Sejumlah peneliti Badan Riset dan Inovasi Nasional (BRIN) berupaya mengatasi persoalan limbah padi. Yaitu, dengan inovasi mengolah limbah padi menjadi produk biosilika bernilai ekonomi tinggi. Selain diterapkan pada limbah padi, inovasi ini juga bisa diterapkan pada limbah kelapa sawit.
Inovasi pengolahan limbah padi serta kelapa sawit untuk menjadi produk biosilika tersebut, disampaikan peneliti Pusat Riset Agroindustri (PRA) BRIN Hoerudin. Dia menceritakan pemerintah saat ini berupaya meningkatkan produksi komoditas strategis nasional. Khususnya padi dan kelapa sawit.
Menurut dia, upaya tersebut bakal diikuti melimpahnya limbah padi dan kelapa sawit. Hasil kajian dari BRIN menyebutkan pertanian padi di seluruh Indonesia setiap tahunnya menghasilkan 10 juta ton sekam dari proses penggilingan padi. Kemudian juga menghasilkan 2 juta ton abu boiler dari pabrik pengolahan kelapa sawit. Limbah tersebut jika tidak dikelola dengan baik, berpotensi memunculkan masalah baru.
Hoerudin mengatakan sekam padi atau abu boiler kelapa sawit memiliki kandungan silika yang cukup tinggi. Untuk sekam padi kandungannya 15-20%. Sedangkan pada abu boiler kelapa sawit mencapai 50-60%. Dia mengatakan silika yang dihasilkan oleh organisme hidup, disebut sebagai silika biogenik atau biosilika.
“Dari 5 ton panen padi/hektare (ha) dan 20 ton panen tandan buah sawit/ha, masing-masing sekitar 230 kg dan 154 kg silika ikut terangkut bersama hasil panen,” kata Hoerudin dalam keterangannya, Senin (22/7/2024).
Dia menjelaskan silika yang terangkut tersebut setara dengan dosis pupuk makro, yang diberikan. PRA BRIN telah menghasilkan beberapa produk riset biosilika. Yaitu biosilika cair dan biosilika bubuk yang berbahan dasar sekam padi dan abu boiler kelapa sawit dalam bentuk nanopartikel. “Biosilika cair lebih efektif dalam pengaplikasiannya sebagai pupuk cair,” katanya.
Karena lebih mudah diserap tanaman.

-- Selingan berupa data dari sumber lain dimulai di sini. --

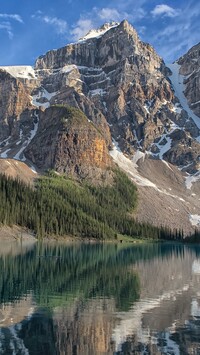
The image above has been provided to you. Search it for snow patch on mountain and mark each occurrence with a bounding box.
[78,22,119,42]
[0,65,36,80]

Saat ini produk biosilika cair telah diujicobakan di 22 provinsi di Indonesia. Uji coba itu dilakukan untuk tanaman padi, bawang merah, dan tebu.
Sebelumnya dalam forum diskusi bertajuk Silika Biogenik dari Limbah Industri: From Ash to Cash, Hoerudin mengatakan biosilika menyimpan potensi aplikasi yang cukup beragam. Di antaranya sebagai pupuk dan pestisida.
Selain itu, penggunaan biosilika juga dapat dimanfaatkan untuk tekstil fungsional dan mengurangi penggunaan krom pada proses penyamakan kulit. Kemudian, biosilika juga berpotensi diaplikasikan sebagai kandidat alternatif material graf pengganti tulang di bidang kedokteran gigi.
BRIN juga berupaya mengembangkan produksi biosilika dari sekam padi dan abu boiler kelapa sawit dapat menjadi produk alternatif yang lebih ramah lingkungan. Khususnya jika dibandingkan produk silika dari bahan tambang seperti pasir kuarsa, kuarsit dan felsfar yang tidak terbarukan.
Upaya produksi biosilika dari limbah padi dan kelapa sawit tersebut dapat membantu Indonesia mengurangi impor silika komersial. Selama ini untuk kebutuhan berbagai industri, nilai impor silika komersial mengalami tren peningkatan. Yaitu dari USD56,3 juta tahun 2017 yang lalu, kemudian naik menjadi USD81,99 juta pada 2021.
Kepala Organisasi Riset Pertanian dan Pangan BRIN Puji Lestari mengatakan, kelapa sawit dan padi adalah tanaman silica accumulator. Tanaman yang masuk kategori ini banyak membutuhkan, menyerap dan mengandung silika. Jika produksinya meningkat, maka limbah agroindustri dari komoditas tersebut pun meningkat. Sehingga perlu diolah menjadi produk bernilai ekonomi, sekaligus mengurangi potensi masalah lingkungan dan sosial. (ANG)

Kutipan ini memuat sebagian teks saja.